Suppliers set their own retail prices and commission rates; retailers choose products based on how much they can earn. Market forces take care of the rest.
When a product sells through a partner storefront, the supplier receives payment immediately – net of the retailer's commission and the platform fee. As a bonus, the buyer's contact details flow back to the supplier through the platform, enabling future marketing campaigns.
Retailers pay $149 or $299 per month, plus a 7% or 5% transaction fee on items sold. Suppliers pay nothing.
Carro first appeared in [a related review](/review/delo-ne-v-universalnosti) back in fall 2021. The startup has since closed a new $14M funding round, bringing total investment to $50M.
For most online retailers – anyone not selling an iPhone-caliber blockbuster – the primary driver of revenue growth is catalog breadth. The more a visitor can buy on a single visit, the higher the store's revenue.
Carro gives retailers a frictionless way to expand their catalog at zero inventory cost – which explains the platform's appeal.

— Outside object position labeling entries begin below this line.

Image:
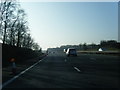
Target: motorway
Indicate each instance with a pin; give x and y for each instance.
(59, 71)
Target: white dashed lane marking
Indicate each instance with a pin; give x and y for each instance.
(9, 81)
(65, 60)
(77, 69)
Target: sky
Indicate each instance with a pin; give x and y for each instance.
(53, 24)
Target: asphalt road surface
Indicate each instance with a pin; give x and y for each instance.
(59, 71)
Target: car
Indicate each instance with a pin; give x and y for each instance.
(71, 52)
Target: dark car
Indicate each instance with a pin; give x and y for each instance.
(71, 51)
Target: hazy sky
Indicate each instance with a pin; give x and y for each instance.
(54, 24)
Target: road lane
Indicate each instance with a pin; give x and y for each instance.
(57, 71)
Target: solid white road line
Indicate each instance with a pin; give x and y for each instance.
(9, 81)
(77, 69)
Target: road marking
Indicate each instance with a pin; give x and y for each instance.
(65, 60)
(15, 77)
(77, 69)
(93, 58)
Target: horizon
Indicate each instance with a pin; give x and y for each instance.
(53, 24)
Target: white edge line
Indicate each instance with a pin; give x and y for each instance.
(65, 60)
(12, 79)
(77, 69)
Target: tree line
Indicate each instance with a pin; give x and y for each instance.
(14, 28)
(104, 44)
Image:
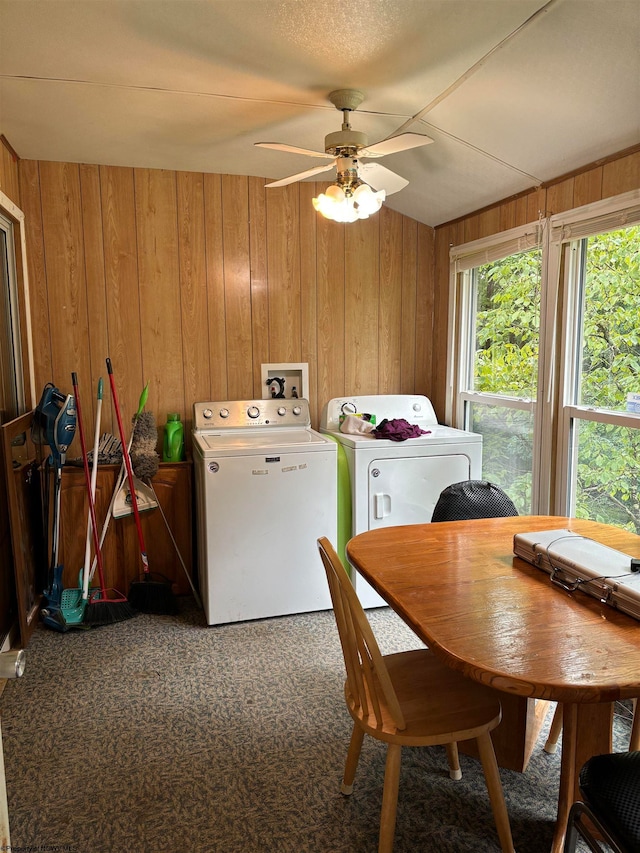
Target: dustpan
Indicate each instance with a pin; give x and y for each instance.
(72, 604)
(123, 504)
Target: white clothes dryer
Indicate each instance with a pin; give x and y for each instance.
(399, 482)
(265, 493)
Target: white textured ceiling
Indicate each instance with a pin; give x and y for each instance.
(513, 92)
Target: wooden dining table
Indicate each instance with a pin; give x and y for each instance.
(502, 622)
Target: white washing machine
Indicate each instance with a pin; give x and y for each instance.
(265, 493)
(399, 482)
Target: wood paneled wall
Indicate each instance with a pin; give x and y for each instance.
(192, 281)
(617, 175)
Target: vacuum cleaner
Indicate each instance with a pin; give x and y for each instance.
(54, 424)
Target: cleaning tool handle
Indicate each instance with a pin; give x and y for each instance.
(127, 462)
(94, 478)
(121, 478)
(87, 477)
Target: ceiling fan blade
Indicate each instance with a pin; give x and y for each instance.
(381, 178)
(300, 176)
(291, 149)
(403, 142)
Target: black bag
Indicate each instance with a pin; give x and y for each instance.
(473, 499)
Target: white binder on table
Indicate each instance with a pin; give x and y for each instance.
(577, 562)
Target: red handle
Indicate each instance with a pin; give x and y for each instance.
(87, 477)
(127, 462)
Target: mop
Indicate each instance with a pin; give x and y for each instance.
(145, 463)
(153, 593)
(74, 601)
(104, 606)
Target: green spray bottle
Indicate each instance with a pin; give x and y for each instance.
(173, 447)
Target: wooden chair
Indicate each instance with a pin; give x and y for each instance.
(408, 699)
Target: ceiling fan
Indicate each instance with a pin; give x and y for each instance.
(346, 148)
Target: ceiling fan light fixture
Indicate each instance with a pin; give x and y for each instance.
(341, 206)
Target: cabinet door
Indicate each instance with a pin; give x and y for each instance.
(25, 546)
(405, 490)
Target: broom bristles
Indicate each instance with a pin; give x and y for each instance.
(105, 612)
(149, 595)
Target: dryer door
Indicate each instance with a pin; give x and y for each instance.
(405, 490)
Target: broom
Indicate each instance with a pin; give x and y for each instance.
(152, 594)
(145, 463)
(104, 606)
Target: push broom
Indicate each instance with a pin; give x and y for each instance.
(145, 463)
(151, 593)
(104, 606)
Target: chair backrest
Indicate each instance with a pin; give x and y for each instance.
(368, 680)
(472, 499)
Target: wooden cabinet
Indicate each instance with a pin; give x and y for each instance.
(121, 549)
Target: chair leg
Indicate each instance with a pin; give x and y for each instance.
(634, 741)
(390, 798)
(454, 761)
(496, 794)
(351, 765)
(554, 732)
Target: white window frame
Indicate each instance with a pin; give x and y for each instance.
(463, 259)
(12, 221)
(566, 229)
(554, 408)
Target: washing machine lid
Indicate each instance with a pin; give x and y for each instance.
(436, 435)
(247, 442)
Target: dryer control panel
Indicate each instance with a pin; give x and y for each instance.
(248, 414)
(414, 408)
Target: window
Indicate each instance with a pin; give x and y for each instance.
(497, 371)
(11, 386)
(16, 352)
(601, 424)
(545, 360)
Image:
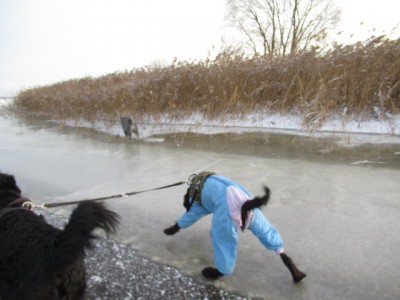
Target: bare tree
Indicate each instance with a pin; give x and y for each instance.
(281, 27)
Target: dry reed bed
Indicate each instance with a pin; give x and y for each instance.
(347, 81)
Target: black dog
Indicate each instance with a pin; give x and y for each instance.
(39, 261)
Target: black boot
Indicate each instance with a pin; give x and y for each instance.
(211, 273)
(296, 273)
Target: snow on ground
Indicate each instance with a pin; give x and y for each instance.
(109, 274)
(350, 132)
(347, 133)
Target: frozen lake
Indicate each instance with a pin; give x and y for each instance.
(337, 209)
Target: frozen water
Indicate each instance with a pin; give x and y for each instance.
(336, 208)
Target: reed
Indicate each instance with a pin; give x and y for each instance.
(355, 81)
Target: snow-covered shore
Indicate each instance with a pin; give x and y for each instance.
(347, 133)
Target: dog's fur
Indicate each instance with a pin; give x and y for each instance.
(39, 261)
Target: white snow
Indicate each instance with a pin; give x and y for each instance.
(346, 133)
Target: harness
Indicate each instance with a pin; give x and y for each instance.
(17, 204)
(196, 183)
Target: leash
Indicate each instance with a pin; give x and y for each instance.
(51, 205)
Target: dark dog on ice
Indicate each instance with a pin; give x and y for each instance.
(39, 261)
(128, 127)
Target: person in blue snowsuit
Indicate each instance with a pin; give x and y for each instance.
(233, 208)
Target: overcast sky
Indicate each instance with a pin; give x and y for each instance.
(46, 41)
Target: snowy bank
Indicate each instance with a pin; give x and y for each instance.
(347, 133)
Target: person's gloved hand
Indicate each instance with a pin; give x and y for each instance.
(172, 230)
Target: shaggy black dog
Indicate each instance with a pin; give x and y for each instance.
(38, 261)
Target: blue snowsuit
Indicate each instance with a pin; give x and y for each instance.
(215, 199)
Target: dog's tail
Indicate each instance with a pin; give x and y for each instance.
(257, 202)
(78, 233)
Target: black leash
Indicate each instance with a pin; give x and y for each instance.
(50, 205)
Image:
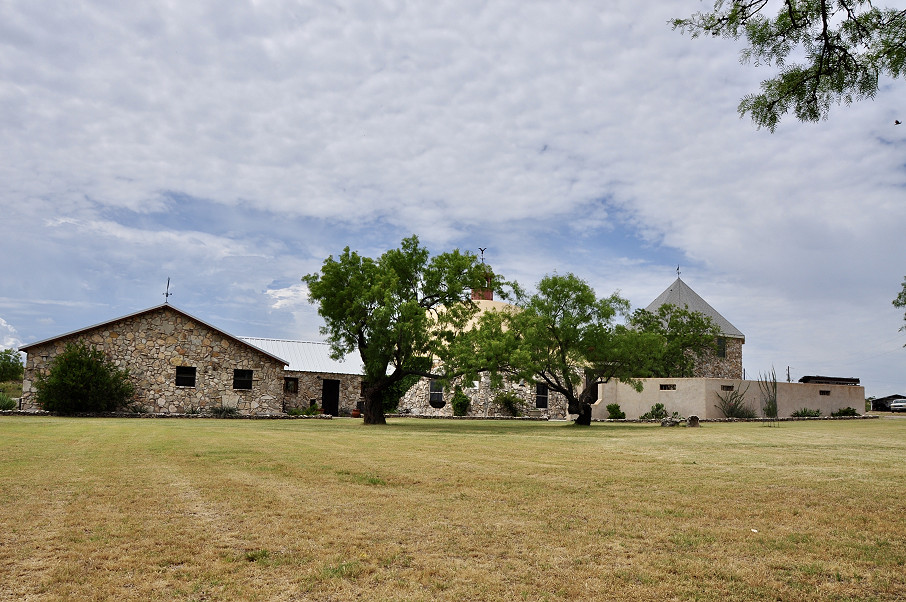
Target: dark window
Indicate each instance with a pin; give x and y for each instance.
(185, 376)
(242, 379)
(436, 395)
(541, 396)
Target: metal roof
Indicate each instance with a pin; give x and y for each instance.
(308, 356)
(680, 295)
(165, 306)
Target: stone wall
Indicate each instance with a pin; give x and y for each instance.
(481, 396)
(310, 390)
(152, 344)
(711, 366)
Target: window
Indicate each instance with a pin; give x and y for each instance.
(436, 395)
(185, 376)
(541, 396)
(242, 379)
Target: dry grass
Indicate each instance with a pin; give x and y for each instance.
(440, 510)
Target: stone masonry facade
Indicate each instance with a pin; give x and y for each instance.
(481, 396)
(730, 366)
(310, 389)
(152, 344)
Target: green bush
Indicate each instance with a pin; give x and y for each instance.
(460, 402)
(11, 365)
(614, 412)
(82, 379)
(657, 412)
(510, 403)
(224, 412)
(7, 402)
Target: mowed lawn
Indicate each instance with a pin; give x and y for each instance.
(205, 509)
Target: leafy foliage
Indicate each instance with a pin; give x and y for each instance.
(767, 383)
(733, 403)
(657, 412)
(11, 367)
(671, 340)
(614, 412)
(563, 336)
(395, 309)
(845, 46)
(900, 302)
(510, 403)
(460, 402)
(82, 379)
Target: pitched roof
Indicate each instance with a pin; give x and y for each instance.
(680, 295)
(25, 348)
(307, 356)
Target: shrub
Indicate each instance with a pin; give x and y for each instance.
(460, 402)
(614, 412)
(224, 412)
(733, 403)
(657, 412)
(7, 402)
(82, 379)
(510, 403)
(11, 365)
(768, 385)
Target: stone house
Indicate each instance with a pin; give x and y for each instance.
(178, 363)
(313, 378)
(727, 361)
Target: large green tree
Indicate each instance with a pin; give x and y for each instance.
(396, 311)
(82, 379)
(900, 302)
(674, 338)
(826, 51)
(10, 365)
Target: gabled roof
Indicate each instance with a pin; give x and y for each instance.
(167, 306)
(680, 295)
(306, 356)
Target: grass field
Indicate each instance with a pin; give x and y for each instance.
(157, 509)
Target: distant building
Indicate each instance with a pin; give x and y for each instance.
(726, 362)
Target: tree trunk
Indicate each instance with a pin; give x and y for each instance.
(584, 418)
(373, 407)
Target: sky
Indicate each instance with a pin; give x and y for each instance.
(231, 146)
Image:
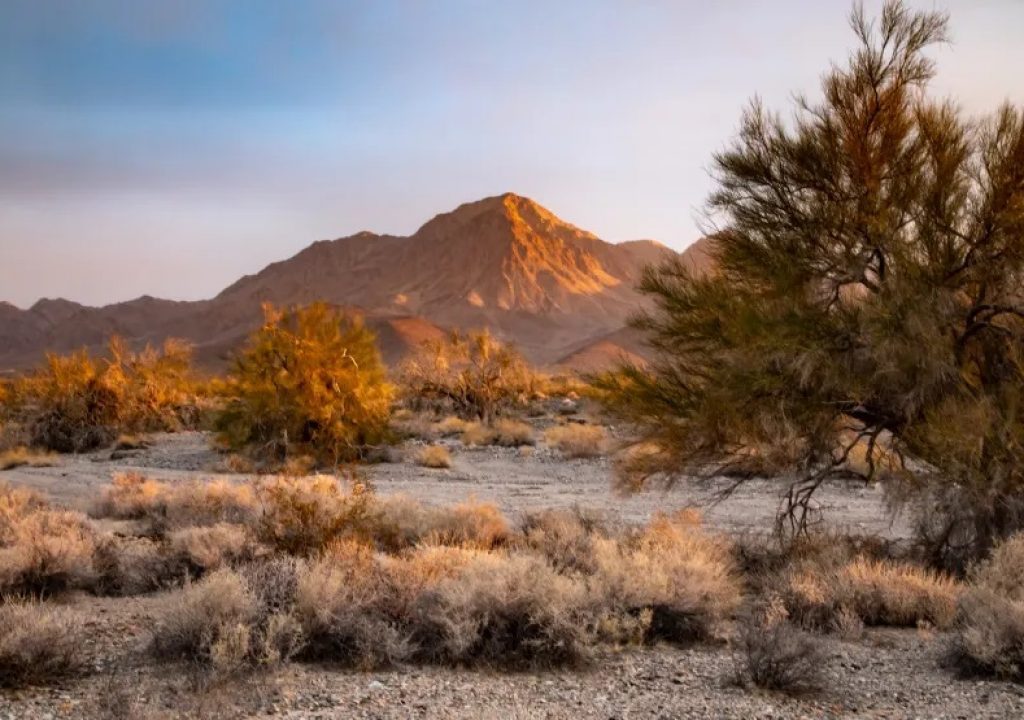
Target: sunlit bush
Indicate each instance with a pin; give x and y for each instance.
(309, 382)
(76, 403)
(474, 376)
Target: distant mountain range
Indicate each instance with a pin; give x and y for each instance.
(560, 293)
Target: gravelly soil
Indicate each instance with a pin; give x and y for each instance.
(887, 674)
(515, 480)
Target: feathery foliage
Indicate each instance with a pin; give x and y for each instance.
(76, 403)
(866, 300)
(309, 382)
(473, 375)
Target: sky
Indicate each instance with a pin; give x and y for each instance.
(169, 146)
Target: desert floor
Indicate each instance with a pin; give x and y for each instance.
(886, 674)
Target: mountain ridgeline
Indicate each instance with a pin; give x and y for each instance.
(558, 292)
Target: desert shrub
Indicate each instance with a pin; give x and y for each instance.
(22, 456)
(508, 610)
(165, 506)
(776, 654)
(512, 433)
(309, 382)
(205, 549)
(904, 338)
(434, 457)
(452, 425)
(220, 625)
(126, 441)
(344, 604)
(237, 463)
(38, 643)
(42, 550)
(474, 376)
(565, 538)
(680, 580)
(397, 522)
(302, 515)
(576, 440)
(477, 434)
(439, 604)
(127, 566)
(504, 432)
(77, 403)
(823, 595)
(988, 636)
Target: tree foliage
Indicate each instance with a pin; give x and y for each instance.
(865, 312)
(310, 381)
(473, 375)
(78, 401)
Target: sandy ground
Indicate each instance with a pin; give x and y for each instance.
(887, 674)
(518, 481)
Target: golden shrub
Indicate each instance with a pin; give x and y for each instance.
(472, 375)
(75, 403)
(309, 382)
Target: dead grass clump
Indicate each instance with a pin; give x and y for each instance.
(238, 464)
(218, 624)
(45, 551)
(472, 375)
(680, 579)
(38, 643)
(988, 636)
(477, 434)
(344, 604)
(126, 441)
(470, 524)
(565, 538)
(776, 654)
(205, 549)
(450, 426)
(133, 565)
(507, 433)
(309, 382)
(878, 592)
(302, 515)
(166, 506)
(576, 440)
(434, 457)
(508, 610)
(132, 496)
(22, 456)
(440, 604)
(77, 403)
(512, 433)
(398, 522)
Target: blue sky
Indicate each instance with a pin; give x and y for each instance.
(169, 146)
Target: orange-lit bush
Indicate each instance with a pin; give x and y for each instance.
(309, 382)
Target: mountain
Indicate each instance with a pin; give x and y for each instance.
(502, 262)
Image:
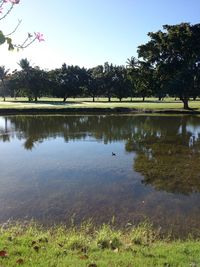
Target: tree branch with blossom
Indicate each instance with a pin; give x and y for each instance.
(6, 38)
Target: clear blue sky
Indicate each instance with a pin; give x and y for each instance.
(90, 32)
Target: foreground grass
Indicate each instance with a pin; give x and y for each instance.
(31, 245)
(56, 103)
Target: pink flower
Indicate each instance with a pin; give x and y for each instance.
(13, 1)
(39, 36)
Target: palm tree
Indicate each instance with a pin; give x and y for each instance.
(3, 75)
(26, 68)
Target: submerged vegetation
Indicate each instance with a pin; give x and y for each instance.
(31, 245)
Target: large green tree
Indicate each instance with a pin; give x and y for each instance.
(176, 49)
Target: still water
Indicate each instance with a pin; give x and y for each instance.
(53, 168)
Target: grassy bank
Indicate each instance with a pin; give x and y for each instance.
(101, 104)
(31, 245)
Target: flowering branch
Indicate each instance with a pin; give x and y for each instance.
(5, 38)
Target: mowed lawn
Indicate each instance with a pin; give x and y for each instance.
(57, 103)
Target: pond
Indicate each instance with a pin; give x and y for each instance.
(125, 168)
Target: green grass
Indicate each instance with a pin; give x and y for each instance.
(56, 103)
(32, 245)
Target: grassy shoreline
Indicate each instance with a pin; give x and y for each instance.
(32, 245)
(85, 105)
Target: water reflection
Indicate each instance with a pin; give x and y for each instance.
(55, 166)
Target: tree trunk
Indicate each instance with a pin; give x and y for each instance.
(4, 89)
(185, 102)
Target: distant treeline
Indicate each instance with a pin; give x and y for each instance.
(169, 64)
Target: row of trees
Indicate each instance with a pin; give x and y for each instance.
(169, 64)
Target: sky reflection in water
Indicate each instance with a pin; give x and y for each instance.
(56, 167)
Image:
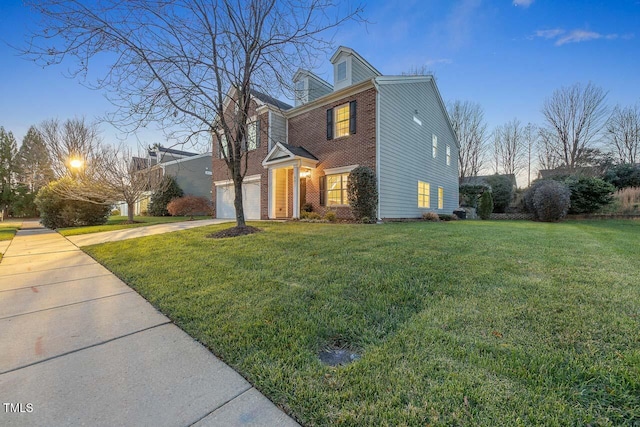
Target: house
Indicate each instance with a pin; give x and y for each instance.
(302, 154)
(192, 172)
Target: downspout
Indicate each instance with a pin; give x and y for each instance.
(378, 172)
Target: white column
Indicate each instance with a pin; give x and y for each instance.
(296, 191)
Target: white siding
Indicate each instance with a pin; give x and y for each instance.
(405, 148)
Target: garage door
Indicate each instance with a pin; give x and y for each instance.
(250, 200)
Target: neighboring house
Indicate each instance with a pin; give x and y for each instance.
(396, 125)
(482, 179)
(192, 172)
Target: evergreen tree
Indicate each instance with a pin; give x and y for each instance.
(8, 169)
(34, 162)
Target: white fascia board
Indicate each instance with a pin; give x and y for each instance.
(249, 178)
(343, 169)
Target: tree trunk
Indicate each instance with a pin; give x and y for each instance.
(131, 207)
(237, 202)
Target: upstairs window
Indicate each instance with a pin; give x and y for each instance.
(341, 120)
(224, 148)
(342, 71)
(434, 146)
(253, 135)
(424, 197)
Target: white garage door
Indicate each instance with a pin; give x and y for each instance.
(250, 200)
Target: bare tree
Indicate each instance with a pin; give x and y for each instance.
(548, 156)
(467, 119)
(113, 179)
(183, 63)
(508, 147)
(575, 116)
(73, 141)
(623, 133)
(530, 136)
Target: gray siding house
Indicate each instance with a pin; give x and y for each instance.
(396, 125)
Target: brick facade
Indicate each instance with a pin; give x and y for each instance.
(308, 130)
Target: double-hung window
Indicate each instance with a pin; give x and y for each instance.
(434, 146)
(424, 199)
(224, 148)
(341, 120)
(333, 189)
(253, 137)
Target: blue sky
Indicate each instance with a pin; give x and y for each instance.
(506, 55)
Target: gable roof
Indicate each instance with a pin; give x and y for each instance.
(286, 154)
(266, 99)
(348, 50)
(160, 148)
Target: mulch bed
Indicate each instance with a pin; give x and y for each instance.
(234, 232)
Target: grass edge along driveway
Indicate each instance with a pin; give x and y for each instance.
(461, 323)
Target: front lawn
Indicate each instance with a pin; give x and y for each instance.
(120, 223)
(461, 323)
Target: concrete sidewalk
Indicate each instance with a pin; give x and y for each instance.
(132, 233)
(79, 347)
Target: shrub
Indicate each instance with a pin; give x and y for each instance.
(430, 216)
(551, 200)
(589, 194)
(447, 217)
(331, 216)
(470, 193)
(501, 192)
(527, 197)
(486, 205)
(169, 190)
(189, 206)
(628, 200)
(623, 175)
(362, 192)
(58, 212)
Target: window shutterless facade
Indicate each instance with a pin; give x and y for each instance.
(424, 198)
(341, 120)
(333, 189)
(434, 146)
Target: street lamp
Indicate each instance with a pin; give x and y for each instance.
(76, 163)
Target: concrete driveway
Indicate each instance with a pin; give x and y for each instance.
(132, 233)
(79, 347)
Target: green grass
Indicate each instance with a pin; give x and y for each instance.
(463, 323)
(120, 223)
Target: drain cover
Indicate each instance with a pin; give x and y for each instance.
(335, 357)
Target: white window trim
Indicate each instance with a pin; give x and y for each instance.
(434, 146)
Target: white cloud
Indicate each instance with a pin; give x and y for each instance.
(431, 62)
(576, 36)
(549, 34)
(523, 3)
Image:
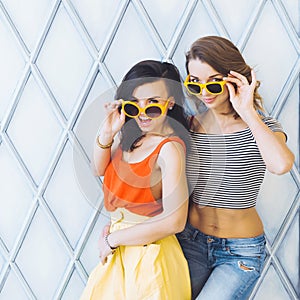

A similar order-aggregation mechanic underpins Stockly, a startup that [covered here](/review/kak-net-na-sklade) raised $17.5M. Stockly's stated goal is different – it helps retailers continue selling products that have gone out of stock. The insight: stockouts damage a store's reputation and kill repeat visits. Why return to a store that doesn't have what you need when you need it?
Through Stockly's platform, online retailers pool their inventory into a single virtual warehouse. When one store runs out of an item, the platform automatically reroutes the order to a partner store that still has it in stock.
Broader than the e-commerce angle, Carro is part of a wider trend: cross-merchant partnerships designed to mutually boost sales volumes. The trend is spreading across industries.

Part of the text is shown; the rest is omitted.